There is no joy for reporters to cover stories involving death. There is no thrill of the big scoop when we witness the heartbreaking loss caused by an accident or crime.

There is no joy for reporters to cover stories involving death. There is no thrill of the big scoop when we witness the heartbreaking loss caused by an accident or crime. We do not forget when we see the strong, everlasting love a parent or spouse casually wasted by some thoughtless but deadly act committed by a stranger.

These things stay with us. A mother leads a reporter into a small pink bedroom where her 17-year-old daughter grew up. Favourite stuffies lean against the pillow waiting. A half-filled bottle of hand lotion sits unused for years among the objects of a young woman’s life on the dresser – hairbrushes, barrettes, small trinkets and souvenirs from long forgotten vacations. But what is that brass box, the mother is asked. That’s my daughter’s ashes, is the reply.

Every seat in a rural courtroom is filled. Some onlookers stare stoically ahead, holding back their tears. Others weep silently as those in the family section hug each other for elusive strength. Today those who knew the young woman speak of the promise that has been lost. A father speaks of the accomplished daughter he will never accompany down the aisle. A mother breaks down. Words cannot express the loss of the light of her life. The loss of the little girl she raised to the cusp of success as an adult.

A young man sits almost alone at a table before a judge. He sits next to an older man in a suit who is a fine lawyer but not a friend. The young man stares straight ahead. He hears the mother’s words about the night of the crash. He hears how the mother could not say farewell to her daughter’s body because it was not gathered from the highway in one piece. The young man, who went to prison that day, must think of those words for the rest of his life.

The stories above are true, so you see there is no joy in writing about drunk driving. There is no making sense of something that is so completely preventable. There is only loss, yet every year about 8,600 drivers in Alberta are convicted of this selfish, dangerous act. From April 1, 2009 to March 31, 2014, that number totalled almost 44,000 criminal convictions.

Every day, on average, four Canadians are killed and 175 are injured because somebody thought it was OK to get behind the wheel of a car or truck.

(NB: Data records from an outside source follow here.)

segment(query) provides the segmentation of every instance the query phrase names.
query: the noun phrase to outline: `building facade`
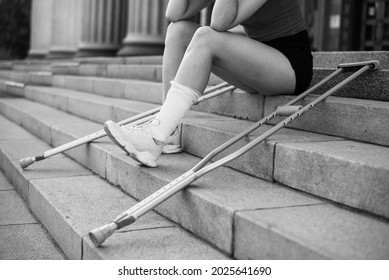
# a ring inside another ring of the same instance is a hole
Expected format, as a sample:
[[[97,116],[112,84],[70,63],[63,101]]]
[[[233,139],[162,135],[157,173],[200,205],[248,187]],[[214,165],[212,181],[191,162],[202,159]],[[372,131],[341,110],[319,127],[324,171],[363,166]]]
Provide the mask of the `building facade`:
[[[168,0],[33,0],[29,56],[161,54]]]
[[[389,0],[299,0],[312,48],[389,49]],[[33,0],[29,56],[159,55],[168,0]],[[209,23],[210,9],[196,20]]]
[[[389,50],[389,0],[300,0],[314,50]]]

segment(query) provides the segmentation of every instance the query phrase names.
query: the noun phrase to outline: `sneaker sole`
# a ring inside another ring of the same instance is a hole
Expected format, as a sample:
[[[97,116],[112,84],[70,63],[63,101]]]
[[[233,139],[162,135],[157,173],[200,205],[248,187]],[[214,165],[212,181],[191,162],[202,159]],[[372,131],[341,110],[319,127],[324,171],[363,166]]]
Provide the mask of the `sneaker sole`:
[[[178,154],[182,152],[182,147],[180,145],[165,145],[162,148],[163,154]]]
[[[181,145],[181,131],[182,131],[182,122],[178,125],[177,129],[174,131],[174,134],[168,137],[167,139],[168,144],[166,144],[162,148],[163,154],[178,154],[184,150]],[[178,137],[176,134],[179,134]],[[174,138],[178,138],[178,141],[176,141],[177,139]],[[172,140],[169,141],[169,139]]]
[[[148,167],[157,167],[157,163],[150,159],[150,154],[147,152],[139,152],[131,144],[124,144],[120,141],[120,136],[115,133],[115,131],[110,130],[107,123],[104,124],[104,131],[107,133],[109,139],[112,140],[119,148],[126,152],[133,160],[136,162],[146,165]]]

Mothers Against Drunk Driving estimates that between 1,250 and 1,500 people are killed and more than 63,000 are injured in Canada because somebody thought they could get away with it and nothing would happen. In Alberta, the yearly death toll appears to be nearly 90, with more than 1,300 injured.

Alberta’s transportation department says males between 18 and 21 are most likely to have been drinking before a collision. That, on average in Alberta, one in five drivers involved in fatal collisions had been drinking before the accident. The truth is, drunk driving is not limited only to young males, or irresponsible alcoholics. Impaired drivers include people of all ages (except children, of course) and from all walks of life, from professionals to the retired, from the wealthy to the struggling, men and women.

With booze flowing so freely in the spirit of Christmas celebrations, police beg us again and again to call a cab. If you can’t believe that a reporter is telling the truth about a family’s grief, please believe the police and other first responders. They have seen far, far worse.